気づけば親は僕を気味悪がっていた、そりゃそうだ。
僕の血筋は誰も霊感なんて持っちゃいない。
小学生の時友達と普通に話していると思ったらどうやらそれは僕にだけ見える友達だった、当然先生にも友達にも気味悪がられた。
そこで初めて僕は普通じゃないと感じた。
教室で痛いくらいに刺さる視線、強制的に聞こえる悪口、見えない友達が呼びかけてくる声。
僕はすべてに無視をした。
小学一年生の時に起こったこの話は僕が中学校卒業まで続いた。
中学校に入学したときはその噂はあまり信じられていなかったけれど、中学二年の秋、修学旅行の集合写真で僕の後ろ肩に誰かが手を置いているその写真が心霊写真だ、ということになり瞬く間に広がっていった。
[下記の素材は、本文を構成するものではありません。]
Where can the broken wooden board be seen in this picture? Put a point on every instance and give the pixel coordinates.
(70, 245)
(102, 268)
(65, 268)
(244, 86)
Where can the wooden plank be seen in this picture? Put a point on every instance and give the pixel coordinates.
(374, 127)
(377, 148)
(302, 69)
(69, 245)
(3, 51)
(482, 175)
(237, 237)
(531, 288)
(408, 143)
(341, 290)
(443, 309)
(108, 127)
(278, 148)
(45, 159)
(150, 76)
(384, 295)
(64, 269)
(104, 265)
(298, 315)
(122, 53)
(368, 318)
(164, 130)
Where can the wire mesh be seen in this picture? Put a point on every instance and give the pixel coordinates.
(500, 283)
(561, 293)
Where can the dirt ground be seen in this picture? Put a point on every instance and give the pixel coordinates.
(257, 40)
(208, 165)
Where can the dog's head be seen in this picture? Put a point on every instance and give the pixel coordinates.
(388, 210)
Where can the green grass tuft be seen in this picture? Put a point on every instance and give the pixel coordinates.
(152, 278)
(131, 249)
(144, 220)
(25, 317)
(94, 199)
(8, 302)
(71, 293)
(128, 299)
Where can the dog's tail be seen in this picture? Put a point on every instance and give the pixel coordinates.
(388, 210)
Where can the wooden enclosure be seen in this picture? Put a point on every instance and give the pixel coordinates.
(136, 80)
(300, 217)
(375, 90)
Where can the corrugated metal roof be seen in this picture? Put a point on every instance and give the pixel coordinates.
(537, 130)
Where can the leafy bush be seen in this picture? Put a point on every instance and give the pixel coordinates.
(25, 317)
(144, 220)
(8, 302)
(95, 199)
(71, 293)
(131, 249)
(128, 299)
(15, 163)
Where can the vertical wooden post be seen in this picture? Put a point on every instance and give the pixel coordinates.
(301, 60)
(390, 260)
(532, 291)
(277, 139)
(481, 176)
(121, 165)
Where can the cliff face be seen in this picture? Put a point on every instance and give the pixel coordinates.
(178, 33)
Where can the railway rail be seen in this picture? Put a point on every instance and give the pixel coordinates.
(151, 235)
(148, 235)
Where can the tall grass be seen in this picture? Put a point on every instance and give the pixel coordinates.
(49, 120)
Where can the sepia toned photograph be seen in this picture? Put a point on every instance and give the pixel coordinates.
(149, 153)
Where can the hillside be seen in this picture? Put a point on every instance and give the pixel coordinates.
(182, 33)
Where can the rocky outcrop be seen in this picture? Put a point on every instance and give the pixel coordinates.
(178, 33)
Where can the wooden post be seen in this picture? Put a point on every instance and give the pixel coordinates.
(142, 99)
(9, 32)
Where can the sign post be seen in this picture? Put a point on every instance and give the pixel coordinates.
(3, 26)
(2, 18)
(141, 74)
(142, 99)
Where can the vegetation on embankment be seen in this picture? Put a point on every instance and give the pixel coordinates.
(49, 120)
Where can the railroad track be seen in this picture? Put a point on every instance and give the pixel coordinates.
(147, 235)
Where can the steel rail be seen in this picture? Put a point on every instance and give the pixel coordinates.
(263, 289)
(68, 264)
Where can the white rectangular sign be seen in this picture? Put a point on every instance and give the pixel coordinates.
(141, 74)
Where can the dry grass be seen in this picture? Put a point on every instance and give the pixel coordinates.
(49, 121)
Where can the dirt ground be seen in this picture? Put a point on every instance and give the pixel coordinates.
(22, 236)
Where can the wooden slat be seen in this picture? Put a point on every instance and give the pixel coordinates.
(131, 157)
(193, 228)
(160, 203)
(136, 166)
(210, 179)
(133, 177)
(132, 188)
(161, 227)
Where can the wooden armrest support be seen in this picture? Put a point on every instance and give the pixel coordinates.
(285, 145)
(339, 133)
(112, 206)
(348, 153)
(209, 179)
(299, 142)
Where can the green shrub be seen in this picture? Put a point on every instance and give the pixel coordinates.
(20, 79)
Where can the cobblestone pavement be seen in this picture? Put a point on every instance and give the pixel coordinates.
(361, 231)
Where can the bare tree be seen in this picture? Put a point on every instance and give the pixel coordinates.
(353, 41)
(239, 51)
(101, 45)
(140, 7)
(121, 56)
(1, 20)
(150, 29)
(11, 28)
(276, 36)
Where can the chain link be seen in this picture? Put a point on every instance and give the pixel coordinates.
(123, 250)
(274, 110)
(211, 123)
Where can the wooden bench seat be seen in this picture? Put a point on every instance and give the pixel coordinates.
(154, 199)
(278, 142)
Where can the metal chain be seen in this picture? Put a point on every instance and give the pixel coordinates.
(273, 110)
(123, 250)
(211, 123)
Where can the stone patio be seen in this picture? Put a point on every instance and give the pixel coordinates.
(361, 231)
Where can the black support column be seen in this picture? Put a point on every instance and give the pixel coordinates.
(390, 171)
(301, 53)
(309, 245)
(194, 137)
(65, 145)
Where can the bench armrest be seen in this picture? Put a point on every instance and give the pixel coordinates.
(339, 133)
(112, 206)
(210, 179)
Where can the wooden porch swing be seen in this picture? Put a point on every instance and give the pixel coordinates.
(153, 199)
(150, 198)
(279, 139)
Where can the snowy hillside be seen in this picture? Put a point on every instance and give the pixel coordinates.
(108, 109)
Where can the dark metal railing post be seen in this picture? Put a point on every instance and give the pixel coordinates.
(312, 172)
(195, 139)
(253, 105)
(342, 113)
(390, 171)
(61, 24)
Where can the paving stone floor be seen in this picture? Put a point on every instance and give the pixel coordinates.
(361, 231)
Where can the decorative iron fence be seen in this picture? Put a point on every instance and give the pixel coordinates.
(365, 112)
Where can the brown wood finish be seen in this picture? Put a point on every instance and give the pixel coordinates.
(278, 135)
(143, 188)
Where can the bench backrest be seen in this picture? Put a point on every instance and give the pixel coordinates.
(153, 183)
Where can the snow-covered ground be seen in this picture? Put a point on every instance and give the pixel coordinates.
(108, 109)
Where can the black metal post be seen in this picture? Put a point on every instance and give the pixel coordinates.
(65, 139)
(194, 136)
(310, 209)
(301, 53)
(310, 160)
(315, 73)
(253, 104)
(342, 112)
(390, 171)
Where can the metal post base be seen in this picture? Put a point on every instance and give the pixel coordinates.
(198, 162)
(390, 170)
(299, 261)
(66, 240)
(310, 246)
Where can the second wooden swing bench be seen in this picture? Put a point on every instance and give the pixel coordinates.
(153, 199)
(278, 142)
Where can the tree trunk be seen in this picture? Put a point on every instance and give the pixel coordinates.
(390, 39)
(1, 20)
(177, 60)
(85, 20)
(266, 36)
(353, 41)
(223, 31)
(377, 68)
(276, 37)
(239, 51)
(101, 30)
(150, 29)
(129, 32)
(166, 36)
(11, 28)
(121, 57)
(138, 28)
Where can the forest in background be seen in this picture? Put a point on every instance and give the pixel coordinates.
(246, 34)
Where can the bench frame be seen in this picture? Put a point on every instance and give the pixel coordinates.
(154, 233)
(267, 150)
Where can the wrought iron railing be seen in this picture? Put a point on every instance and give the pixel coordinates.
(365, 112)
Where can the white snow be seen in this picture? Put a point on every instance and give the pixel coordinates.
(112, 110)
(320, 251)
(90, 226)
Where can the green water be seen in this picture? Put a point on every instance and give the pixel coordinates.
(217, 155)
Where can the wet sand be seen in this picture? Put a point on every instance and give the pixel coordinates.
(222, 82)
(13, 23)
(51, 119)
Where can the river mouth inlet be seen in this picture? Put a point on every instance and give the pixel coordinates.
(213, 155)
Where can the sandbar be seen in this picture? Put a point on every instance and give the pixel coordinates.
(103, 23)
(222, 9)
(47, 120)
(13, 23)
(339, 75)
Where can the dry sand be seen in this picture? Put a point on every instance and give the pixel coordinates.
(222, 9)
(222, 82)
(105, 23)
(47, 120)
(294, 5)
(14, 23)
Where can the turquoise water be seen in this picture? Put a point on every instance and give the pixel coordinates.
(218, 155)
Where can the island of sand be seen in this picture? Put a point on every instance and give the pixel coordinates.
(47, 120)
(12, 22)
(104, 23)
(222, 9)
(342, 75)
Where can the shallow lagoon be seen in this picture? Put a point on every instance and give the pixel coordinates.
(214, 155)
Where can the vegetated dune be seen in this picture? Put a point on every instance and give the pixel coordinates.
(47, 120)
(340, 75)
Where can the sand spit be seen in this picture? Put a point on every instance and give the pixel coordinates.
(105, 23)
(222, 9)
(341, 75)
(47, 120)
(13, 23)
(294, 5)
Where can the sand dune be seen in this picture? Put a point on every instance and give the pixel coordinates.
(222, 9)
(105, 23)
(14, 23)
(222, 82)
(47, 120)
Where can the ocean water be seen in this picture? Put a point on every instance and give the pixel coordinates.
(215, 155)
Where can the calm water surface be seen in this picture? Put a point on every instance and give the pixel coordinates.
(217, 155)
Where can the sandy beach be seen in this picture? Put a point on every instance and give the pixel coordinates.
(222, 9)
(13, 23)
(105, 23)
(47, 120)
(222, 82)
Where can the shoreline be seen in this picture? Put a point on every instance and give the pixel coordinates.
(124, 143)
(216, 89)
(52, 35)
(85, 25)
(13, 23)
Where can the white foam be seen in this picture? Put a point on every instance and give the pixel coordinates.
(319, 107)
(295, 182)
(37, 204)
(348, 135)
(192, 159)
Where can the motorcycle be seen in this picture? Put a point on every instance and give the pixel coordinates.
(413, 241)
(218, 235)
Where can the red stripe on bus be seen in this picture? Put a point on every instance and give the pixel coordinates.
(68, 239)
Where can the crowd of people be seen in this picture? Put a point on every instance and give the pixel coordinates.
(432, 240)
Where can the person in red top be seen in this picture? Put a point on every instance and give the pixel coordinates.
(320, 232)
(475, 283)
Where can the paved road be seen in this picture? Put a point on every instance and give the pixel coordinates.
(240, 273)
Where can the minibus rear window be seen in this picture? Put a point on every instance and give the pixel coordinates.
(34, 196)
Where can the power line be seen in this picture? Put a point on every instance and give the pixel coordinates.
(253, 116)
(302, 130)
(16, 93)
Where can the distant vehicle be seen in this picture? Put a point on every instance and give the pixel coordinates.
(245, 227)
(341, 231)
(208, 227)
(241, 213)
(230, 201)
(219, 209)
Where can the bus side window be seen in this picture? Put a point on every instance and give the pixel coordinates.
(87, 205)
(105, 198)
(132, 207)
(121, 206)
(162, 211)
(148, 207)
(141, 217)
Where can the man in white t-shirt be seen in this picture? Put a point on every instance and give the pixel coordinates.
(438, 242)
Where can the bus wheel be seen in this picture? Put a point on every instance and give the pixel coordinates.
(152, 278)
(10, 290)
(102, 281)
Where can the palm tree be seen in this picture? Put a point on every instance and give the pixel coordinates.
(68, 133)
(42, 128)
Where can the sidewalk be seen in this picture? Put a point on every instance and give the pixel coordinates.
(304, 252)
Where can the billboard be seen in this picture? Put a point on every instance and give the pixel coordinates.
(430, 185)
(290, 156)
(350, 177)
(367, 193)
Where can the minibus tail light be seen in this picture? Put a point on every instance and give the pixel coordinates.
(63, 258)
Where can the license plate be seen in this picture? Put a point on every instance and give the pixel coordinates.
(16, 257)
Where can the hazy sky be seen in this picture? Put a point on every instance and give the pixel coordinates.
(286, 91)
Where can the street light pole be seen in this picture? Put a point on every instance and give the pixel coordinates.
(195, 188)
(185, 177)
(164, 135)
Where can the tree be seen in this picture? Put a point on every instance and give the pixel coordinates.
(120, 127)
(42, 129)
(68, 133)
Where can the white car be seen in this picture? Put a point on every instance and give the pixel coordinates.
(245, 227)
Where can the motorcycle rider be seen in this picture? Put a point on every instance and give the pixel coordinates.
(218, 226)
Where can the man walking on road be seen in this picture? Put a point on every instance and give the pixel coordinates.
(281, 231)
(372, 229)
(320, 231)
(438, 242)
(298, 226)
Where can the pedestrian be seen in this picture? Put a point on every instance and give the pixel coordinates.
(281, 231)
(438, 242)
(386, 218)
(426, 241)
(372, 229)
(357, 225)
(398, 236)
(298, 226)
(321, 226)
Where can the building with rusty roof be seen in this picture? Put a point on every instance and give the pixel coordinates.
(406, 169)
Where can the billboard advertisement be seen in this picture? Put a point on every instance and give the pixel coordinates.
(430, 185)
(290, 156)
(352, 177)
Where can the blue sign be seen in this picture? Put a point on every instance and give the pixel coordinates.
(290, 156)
『〇〇〇が幽霊を呼び寄せた』『あの噂は本当だったんだ』
そこからは先生も他の人も僕に関わろうとしなかった。
高校は遠くの高校にした、頭もそんなに悪くなかったので県外で田舎の高校にした。
田舎とはいっても海沿いに少し都会気味な街があり、そこには歩きと電車で一時間ほどで辿り着ける。
そして今は小さな平屋で一人暮らしをしている。
親に相談したところ二つ返事で了承を得た。
たぶん、いや絶対に僕のことが邪魔だったんだろう。
高校では友達を作ると意気込んだが、友達の作り方が一ミリもわからず、高校一年生の夏まで来てしまった。
幽霊となら楽に話せるというのに。
普通幽霊は話しかけても無視をされるか、憑かれるか、逃げ出すかの三択だ。
会話をする幽霊は珍しい、小さい時のあの子供ぐらいだ。
ただ子供は大体の場合死んだことに気づいていない場合が多い。
だから話せるし、どこに行けばいいかわからないからついてくる。
死ぬ前の記憶が抜け落ちてるんだと思う、僕もそこらへんはよくわからないけど。
ただこの女は別だ。
死んでいると自覚している。
それなのに、体も透けてもいない。
正に目の前に居る。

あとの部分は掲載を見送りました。